Created Date: 16 Mar, 2022 15:02
Last Modified Date: 13 Oct, 2023 14:08


This page applies to Harlequin v13.1r0 and later; both Harlequin Core and Harlequin MultiRIP.

This chapter entails lower-level position support. For higher level support, see HqnImpose2 and simple imposition compatibility and Simple imposition schemes.

Imposition is the process of placing more than one page of a document onto the same output medium (typically a film or printing plate). The Harlequin RIP comes equipped with a procset (the HqnImpose2 procset) that makes many simple imposition tasks easier; this is described in Advanced Imposition using the HqnImpose2 procset. The present chapter discusses the RIP extensions that it uses, and which may be useful for more complex jobs than the procset can handle.

Imposition facilities allow:

  • Better utilization of large format output recorders without the need for an additional manual imposition stage
  • Electronic preparation of layouts for plate-making, including effects such as bottling and shingling
  • Better performance with some kinds of job (it is often more efficient to make maximum use of the fast-scan direction of output recorders by placing pages side-by-side; however, this requires more marks to be rendered in each horizontal section, so this depends on memory configuration, complexity of jobs, interaction of halftone screens and so on)
  • Paper and film-saving (for drafts, perhaps), by reducing the size of the original pages and imposing them two-up or four-up on the output
  • Production of a sheet of thumbnails, or loose proofs
  • Adding annotation to pages (such as information about the job)
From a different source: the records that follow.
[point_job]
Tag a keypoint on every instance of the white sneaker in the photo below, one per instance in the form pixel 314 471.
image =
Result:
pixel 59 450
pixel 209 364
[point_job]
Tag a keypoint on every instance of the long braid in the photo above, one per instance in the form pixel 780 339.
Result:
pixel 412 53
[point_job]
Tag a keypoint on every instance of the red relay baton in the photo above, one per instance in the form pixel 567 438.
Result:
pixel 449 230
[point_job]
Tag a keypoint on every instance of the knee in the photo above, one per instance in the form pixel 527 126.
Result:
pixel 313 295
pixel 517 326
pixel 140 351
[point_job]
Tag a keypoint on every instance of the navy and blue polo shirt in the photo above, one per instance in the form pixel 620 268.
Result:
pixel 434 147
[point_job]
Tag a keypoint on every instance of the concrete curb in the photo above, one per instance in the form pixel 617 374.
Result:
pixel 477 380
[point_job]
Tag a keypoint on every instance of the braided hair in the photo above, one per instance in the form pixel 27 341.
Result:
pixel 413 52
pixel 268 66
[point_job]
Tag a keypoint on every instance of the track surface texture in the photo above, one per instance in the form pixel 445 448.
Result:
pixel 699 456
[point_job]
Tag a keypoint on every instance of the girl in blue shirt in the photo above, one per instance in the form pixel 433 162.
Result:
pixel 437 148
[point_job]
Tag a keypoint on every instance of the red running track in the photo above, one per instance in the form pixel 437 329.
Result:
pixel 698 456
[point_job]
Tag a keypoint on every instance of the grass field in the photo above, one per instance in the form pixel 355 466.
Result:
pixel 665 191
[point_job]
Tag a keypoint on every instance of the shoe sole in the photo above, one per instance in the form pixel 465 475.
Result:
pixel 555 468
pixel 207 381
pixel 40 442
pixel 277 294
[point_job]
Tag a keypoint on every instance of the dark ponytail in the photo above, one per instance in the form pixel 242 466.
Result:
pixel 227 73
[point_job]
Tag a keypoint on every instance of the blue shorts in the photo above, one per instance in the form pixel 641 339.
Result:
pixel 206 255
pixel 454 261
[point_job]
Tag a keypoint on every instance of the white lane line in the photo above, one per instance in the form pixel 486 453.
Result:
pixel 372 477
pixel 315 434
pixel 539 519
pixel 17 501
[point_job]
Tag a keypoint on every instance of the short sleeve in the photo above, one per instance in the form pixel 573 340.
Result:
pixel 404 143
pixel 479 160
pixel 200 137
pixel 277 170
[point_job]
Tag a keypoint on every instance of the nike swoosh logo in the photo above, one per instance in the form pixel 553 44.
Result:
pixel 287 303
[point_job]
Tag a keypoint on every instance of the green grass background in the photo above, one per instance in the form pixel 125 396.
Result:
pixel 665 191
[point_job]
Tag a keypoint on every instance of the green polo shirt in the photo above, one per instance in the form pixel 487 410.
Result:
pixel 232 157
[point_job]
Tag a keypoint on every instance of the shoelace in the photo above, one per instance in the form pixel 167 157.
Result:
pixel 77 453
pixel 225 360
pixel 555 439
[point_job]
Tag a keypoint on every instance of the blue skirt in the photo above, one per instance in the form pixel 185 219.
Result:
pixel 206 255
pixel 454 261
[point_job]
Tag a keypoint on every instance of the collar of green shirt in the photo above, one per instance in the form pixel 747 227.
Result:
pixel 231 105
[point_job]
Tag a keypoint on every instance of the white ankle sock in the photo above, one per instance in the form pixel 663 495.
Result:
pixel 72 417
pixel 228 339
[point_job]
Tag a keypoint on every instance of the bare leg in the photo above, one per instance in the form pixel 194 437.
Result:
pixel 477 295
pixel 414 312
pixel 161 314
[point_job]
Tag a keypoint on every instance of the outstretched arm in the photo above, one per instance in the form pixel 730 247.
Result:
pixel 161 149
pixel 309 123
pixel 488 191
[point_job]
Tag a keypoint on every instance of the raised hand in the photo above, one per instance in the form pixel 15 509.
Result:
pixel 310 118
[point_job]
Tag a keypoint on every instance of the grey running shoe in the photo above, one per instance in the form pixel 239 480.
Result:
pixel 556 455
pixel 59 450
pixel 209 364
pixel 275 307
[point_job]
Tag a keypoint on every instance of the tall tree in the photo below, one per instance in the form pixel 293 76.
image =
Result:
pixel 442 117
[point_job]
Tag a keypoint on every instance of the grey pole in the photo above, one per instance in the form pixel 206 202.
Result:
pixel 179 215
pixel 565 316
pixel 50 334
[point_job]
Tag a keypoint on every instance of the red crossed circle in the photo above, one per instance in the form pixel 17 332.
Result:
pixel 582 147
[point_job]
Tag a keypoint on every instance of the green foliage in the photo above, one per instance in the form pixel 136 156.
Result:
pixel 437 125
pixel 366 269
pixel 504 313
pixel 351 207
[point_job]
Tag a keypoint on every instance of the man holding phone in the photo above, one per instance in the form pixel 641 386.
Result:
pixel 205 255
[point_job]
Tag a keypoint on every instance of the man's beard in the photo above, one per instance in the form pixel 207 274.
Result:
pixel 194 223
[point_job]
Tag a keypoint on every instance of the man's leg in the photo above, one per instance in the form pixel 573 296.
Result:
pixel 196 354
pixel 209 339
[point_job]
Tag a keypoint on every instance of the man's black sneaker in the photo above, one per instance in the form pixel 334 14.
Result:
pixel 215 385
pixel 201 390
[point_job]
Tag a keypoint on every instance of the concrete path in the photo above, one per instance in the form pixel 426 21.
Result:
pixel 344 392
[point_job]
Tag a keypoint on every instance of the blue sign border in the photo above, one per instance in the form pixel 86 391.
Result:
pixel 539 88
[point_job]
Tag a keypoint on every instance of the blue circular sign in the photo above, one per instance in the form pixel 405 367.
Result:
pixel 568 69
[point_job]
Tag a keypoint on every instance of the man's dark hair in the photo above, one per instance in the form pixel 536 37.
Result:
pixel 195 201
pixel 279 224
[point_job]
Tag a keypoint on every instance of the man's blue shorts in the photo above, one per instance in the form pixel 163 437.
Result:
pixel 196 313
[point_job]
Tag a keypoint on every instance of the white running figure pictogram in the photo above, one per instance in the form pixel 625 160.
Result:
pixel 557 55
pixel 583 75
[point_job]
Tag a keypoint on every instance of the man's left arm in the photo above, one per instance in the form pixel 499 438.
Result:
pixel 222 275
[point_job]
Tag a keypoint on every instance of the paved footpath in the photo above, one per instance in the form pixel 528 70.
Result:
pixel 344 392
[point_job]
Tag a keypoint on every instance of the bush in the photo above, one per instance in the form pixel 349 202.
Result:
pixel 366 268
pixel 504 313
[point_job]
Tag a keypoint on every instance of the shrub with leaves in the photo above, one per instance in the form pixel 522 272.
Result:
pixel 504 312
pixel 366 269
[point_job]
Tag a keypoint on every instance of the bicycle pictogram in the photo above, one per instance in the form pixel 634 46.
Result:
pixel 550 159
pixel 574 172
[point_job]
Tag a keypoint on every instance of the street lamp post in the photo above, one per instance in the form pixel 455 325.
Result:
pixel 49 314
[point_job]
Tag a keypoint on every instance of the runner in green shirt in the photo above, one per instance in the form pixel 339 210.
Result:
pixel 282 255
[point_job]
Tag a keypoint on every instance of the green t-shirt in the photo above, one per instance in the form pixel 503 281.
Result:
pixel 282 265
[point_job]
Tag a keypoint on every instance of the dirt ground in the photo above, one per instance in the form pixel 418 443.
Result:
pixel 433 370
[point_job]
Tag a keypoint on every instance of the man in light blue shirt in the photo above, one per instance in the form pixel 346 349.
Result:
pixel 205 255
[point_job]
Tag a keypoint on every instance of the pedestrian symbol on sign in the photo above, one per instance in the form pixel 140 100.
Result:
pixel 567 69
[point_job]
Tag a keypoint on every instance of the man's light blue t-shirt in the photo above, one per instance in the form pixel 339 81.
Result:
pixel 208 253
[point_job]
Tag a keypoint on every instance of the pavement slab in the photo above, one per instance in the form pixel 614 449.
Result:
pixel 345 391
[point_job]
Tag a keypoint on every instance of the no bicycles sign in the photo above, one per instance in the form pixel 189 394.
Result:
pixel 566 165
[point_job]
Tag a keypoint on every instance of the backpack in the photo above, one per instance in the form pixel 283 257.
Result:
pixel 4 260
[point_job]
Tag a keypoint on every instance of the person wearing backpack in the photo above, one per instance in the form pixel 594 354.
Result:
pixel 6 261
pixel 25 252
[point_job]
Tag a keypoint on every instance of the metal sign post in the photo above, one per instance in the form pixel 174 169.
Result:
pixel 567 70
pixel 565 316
There are some limitations, however; the most important are:

  • Unless there is some external software gathering up jobs for imposition, only pages from a single job can be imposed.
  • Pages can only be imposed in the order they appear in the original job. (However, it is possible to omit pages completely.) This means that automatic gathering into folios for printing is difficult without some preprocessing, unless all the pages appear on one sheet.
  • Because more graphic objects are being placed on each output page (the contents of two or more original pages), such output pages are more demanding than the individual original pages. This means that imposed pages may require more resources, such as memory and disk space; they are more likely to cause underrun on output devices which either do not prepare the whole page at once or cannot stop the medium. Given sufficient resources, however, imposed pages can increase efficiency.
  • Pages cannot be overlapped.

Page imposition is different from putting more than one separation on the same output medium when separation is done automatically within the Harlequin RIP: this is dealt with in Color separation, especially in Using separation and imposition together. Pre-separated jobs, however, are no more than consecutive pages so far as the Harlequin RIP is concerned, so the comments in this chapter do apply to these jobs.